Explaining reason Ambode was denied a second term ticket despite the party leaders’ agreeing fact that the incumbent has performed so far, Omiyale said the word ‘denied’ was being misapplied.
According to him, “Like I said earlier, the incumbent governor performed, but there are many parametres, which the leaders of APC in Lagos are using to determine who goes for second term and who does not, based on the internal mechanism of the party, which may not be known to outsiders. I disagree with the word ‘denied’ because there was a governorship primary in which a winner emerged. The incumbent did his best and I commended him, with the conviction that Sanwo-Olu will build on his achievements. Fashola built on what Tinubu did; Ambode is building on Fashola’s success and definitely the incoming government will continue in the same direction for the good of Lagos.”
On his achievements since 2017 when he became chairman of Yaba LCDA, Omiyale said, “There are four major areas that I focused on, which are education, health, infrastructure, and poverty alleviation.

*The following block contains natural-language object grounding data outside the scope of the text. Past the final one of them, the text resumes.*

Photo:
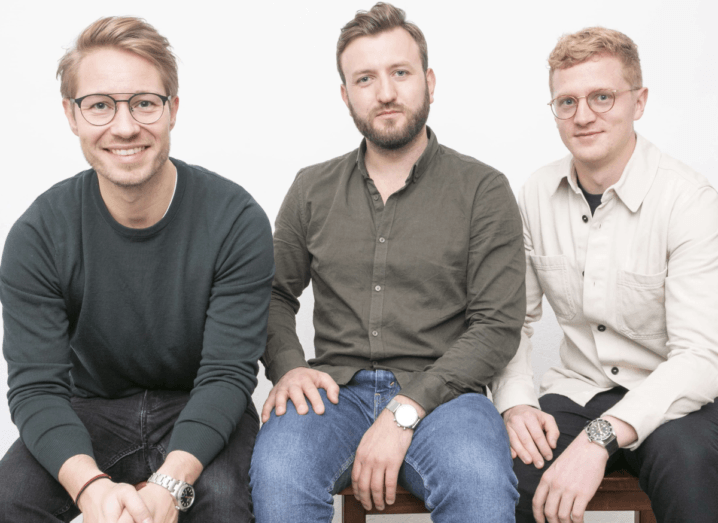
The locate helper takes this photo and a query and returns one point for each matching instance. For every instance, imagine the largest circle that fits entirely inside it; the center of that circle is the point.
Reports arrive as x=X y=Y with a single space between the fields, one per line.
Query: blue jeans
x=129 y=438
x=459 y=462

On education we embarked on the renovation of some public schools within the council and also procured Joint Matriculation Admission Board (JAMB) forms for some indigent students irrespective of their ethnic leaning across the council.
“When we assumed office, we visited some schools to ascertain the state of affairs of the schools and what could be done. The visit to the schools revealed a lot of things. Part of the discoveries was shortage of books, inadequate teachers, peer pressure on some of the students and lack of mentoring among others. In arresting some of the challenges as soon as possible and having a strategy and a workplan for structural challenges, we gave books and educational materials to over 12,000 pupils in the council.
“We also worked in collaboration with the state government to renovate existing Public Health Centres (PHC) in the council while we constructed some on our own. We also take care of old people and provide empowerment for people regularly. We also constructed some roads within the council.”
Omiyale advised against the agitation for autonomy for councils in the country on the ground that the present state of Nigeria’s economy does not support autonomy for councils.
According to him, “I have served in councils before and from my teaching background, I know that it would be difficult for most of the councils to survive on their own if granted autonomy. For instance, some states in the North tried council autonomy but when they couldn’t pay teachers’ salaries they capitulated. What is the internally revenue generated (IGR) of most of the councils that qualify them to be autonomous? I do not think we are ripe for that at present based on the economic strength of the country.
“This also applies to those asking for restructuring. If Nigeria has good leaders like APC is giving at present, the country will develop. Where we are today is as a result of the kind of leaders we had in the past but I can say things are changing for good.”